BetterThanTomorrow / calva

Clojure & ClojureScript Interactive Programming for VS Code
https://marketplace.visualstudio.com/items?itemName=betterthantomorrow.calva
Other
1.68k stars 217 forks source link

Scanner test error #1974

Open bpringe opened 1 year ago

bpringe commented 1 year ago

The CI run where the failure happened: https://app.circleci.com/pipelines/github/BetterThanTomorrow/calva/5816/workflows/f07dd6cc-9ae0-4911-b1e6-8a32ae66eee2/jobs/26931

image

There was also another failure that appears to show the expected output equaling the actual, but I suspect maybe there's some unseen difference. Maybe a change to how input for the tests is generated is warranted? I don't know if it's easy to find what went wrong there though in order to make the change.

image

PEZ commented 1 year ago

Thanks!

It should be pretty easy to reproduce this. What I tend to do is create a non-property test with the input that the generator has found. Just looking at such a test can help in determining if it is the generator that should be tweaked or if we should handle the input. It is most often the latter.

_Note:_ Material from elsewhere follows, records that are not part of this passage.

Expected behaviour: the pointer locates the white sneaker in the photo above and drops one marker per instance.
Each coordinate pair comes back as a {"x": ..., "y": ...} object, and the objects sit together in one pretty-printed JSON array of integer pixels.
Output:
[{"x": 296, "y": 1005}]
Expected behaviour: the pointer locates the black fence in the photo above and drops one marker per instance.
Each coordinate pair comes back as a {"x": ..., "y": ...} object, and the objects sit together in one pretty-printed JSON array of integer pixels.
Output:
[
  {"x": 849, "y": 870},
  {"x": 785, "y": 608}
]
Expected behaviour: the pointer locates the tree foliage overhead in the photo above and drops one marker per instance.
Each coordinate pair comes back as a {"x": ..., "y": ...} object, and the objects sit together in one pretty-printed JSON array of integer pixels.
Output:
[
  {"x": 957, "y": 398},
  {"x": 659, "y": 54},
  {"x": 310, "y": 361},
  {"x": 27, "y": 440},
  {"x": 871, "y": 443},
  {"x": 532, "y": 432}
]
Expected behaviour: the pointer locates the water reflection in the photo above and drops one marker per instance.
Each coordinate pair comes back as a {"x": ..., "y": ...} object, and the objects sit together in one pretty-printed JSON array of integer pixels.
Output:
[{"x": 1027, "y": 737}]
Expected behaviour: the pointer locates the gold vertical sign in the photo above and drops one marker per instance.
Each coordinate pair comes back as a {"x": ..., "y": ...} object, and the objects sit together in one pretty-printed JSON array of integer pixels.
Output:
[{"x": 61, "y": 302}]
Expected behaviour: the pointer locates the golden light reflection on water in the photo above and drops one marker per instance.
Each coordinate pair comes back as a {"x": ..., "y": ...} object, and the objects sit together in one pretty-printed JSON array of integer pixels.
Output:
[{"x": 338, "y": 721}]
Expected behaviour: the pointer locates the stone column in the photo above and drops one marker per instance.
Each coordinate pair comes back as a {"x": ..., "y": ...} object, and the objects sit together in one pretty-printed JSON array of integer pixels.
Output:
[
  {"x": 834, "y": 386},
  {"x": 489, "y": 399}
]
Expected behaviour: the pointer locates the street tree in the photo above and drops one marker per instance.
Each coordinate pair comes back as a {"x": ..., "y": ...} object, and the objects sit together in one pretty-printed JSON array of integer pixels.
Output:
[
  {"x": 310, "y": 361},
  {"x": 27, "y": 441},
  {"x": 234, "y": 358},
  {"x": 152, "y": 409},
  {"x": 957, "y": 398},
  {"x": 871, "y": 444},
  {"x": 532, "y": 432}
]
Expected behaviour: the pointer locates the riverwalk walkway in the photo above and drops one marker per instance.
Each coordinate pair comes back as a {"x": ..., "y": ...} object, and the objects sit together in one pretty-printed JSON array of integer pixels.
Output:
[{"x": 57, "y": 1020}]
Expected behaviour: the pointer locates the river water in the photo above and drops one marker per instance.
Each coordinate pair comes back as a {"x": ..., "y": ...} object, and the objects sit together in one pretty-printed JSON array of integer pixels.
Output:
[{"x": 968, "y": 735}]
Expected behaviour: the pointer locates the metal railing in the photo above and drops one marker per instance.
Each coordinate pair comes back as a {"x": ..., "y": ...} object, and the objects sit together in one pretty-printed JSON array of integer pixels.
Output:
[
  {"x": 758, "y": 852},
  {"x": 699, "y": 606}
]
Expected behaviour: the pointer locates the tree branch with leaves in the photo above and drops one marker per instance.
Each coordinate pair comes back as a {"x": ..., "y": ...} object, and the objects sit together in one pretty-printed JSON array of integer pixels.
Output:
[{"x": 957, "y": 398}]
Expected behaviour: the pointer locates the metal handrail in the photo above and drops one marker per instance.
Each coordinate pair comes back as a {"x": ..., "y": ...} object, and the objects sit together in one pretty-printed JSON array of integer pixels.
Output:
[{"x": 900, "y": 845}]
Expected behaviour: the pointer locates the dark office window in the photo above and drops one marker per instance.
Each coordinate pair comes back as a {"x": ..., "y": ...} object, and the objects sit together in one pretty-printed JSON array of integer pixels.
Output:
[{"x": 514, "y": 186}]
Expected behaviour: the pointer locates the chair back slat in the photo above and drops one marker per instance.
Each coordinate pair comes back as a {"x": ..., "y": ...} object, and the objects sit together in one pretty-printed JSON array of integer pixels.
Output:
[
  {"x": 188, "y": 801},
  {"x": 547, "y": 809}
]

In this case it is tokenizes literal unicode characters that exposes an issue with some input:

  1) Scanner
       simple
         tokenizes literal characters
           tokenizes literal unicode characters:
     Property failed after 1 tests
{ seed: -2050306983, path: "0:13", endOnFailure: true }
Counterexample: ["\\
"]
Shrunk 1 time(s)
Got error: Error: expect(received).toBe(expected) // Object.is equality

We have both the seed and the counterexample. In this case there is some funny character at the end here that is not visible to the eye in the output, but if I copy it and paste it in the terminal it is pasted looking like a space character:

image

But looks like so when pasted here:

bash-3.2$ echo -n '\\
' | od -h
0000000      5c5c    80e2    00a8
0000005
bash-3.2$

In contrast here is with just two backslashes:

image
bash-3.2$ echo -n '\\' | od -h
0000000      5c5c
0000002

My guess is that if we would paste this counter example in a Clojure file, Calva might lock up completely, or just start to behave really funny around it. We have a catch-all in the scanner that should handle this, but it obviously fails when it is escaped with one (or maybe it takes two) backslashes. This is bad of course, but these days VS Code helps in highlighting funny unicode characters so the user should at least get a clue.